In this first blog I will further introduce and use the Schneider Culture Model based on Schneider’s book “The Reengineering alternative: A plan for making your current culture work”. This model has been chosen because it leads to actionable plans.
What is a culture model? A culture model tells us about the values and norms within a group or company. It identifies what is important as well as how people approach each other end work together.
Schneider Culture Model
The Schneider Culture Model defines four distinct cultures:
- Collaboration culture is about working together;
- Control culture is about getting and keeping control;
- Competence culture is about being the best;
- Cultivation culture is about learning and growing with a sense of purpose
The diagram below summarizes the Schneider Culture Model. Each of the four cultures are depicted – one in each quadrant. Each of the four quadrants has:
- A name;
- A descriptive “quote” that characterize that quadrant;
- Some words that characterize that quadrant.
Please take a moment to read through this picture and get a sense of where your organization fits. Please click on the picture to make it bigger and remember that Organizational Culture means “How we do things around here to succeed!”
There are also two axis that indicate where the focus of an organization is:
- Horizontal: People Oriented (Personal) vs Company Oriented (Impersonal)
- Vertical: Reality Oriented (Actuality) vs Possibility Oriented (‘Future’)
This provides a way to see relationships between cultures. For example, Control culture is more compatible with Competence and Collaboration cultures than with Cultivation culture.
“All models are wrong, some are useful” – George Box, statistician
I’ve knonw this truth for years, therefore I developed a Cause and Effect model since I was not content any more with Birds’ Domino Model (which he derived from Heinrichs’) and the MORT (Management Oversight and Risk Tree) Model. Heinrich’s model ‘blamed’ the worker or his education, Bird blamed the Safety Management System and MORT blamed Top Management. My Filter tower model is wrong I know, and it has been very useful to understand the causes of the causes of the causes of Accidents.
Key points about culture
- Management guru Peter Drucker says “Culture… is singularly persistent… In fact, changing behavior works only if it is based on the existing ‘culture’”;
- “Culture eats Strategy for breakfast” is another quote most often attributed to Peter Drucker;
- In the Schneider Model, No one culture type is considered better than another;
- Depending on the type of work, one type of culture may be a better fit;
- Schneider suggests that most companies have a single dominant culture with elements from the other three culture quadrants;
- Departments, groups or even teams within a group may have different sub-cultures (e.g. maintenance vs operations);
- Differences can lead to conflict.
How to make Culture Work
The starting point for making Culture work is understanding it. The book describes a survey that can be used to evaluate the organization’s culture: https://www.surveymonkey.com/s/VVNT5FB .
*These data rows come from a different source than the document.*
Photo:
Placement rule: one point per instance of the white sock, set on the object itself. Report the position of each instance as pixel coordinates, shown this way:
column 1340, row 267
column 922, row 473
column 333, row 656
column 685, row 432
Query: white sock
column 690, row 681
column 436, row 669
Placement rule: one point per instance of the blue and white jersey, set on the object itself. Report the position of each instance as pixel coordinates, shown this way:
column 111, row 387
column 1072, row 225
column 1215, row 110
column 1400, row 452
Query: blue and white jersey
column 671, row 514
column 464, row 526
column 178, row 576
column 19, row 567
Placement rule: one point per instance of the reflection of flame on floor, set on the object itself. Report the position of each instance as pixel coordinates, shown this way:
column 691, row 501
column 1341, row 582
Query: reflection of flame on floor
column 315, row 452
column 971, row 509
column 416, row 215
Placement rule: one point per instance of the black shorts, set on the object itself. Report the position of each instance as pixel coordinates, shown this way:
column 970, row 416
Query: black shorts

There are several suggestions for using cultural information to guide decision making:
- Evaluate key problems in the context of culture. Sometimes changes are needed to bring the actual culture into alignment with the needed culture (for the transformation who is critical)
- Sometimes the culture is too extreme, for instance too much collaboration without the necessary competence, and therefore elements from other cultures are needed to bring the organization into balance;
- Consider the possibility of creating interfaces and connectors to undo the mismatches between departments, groups or teams.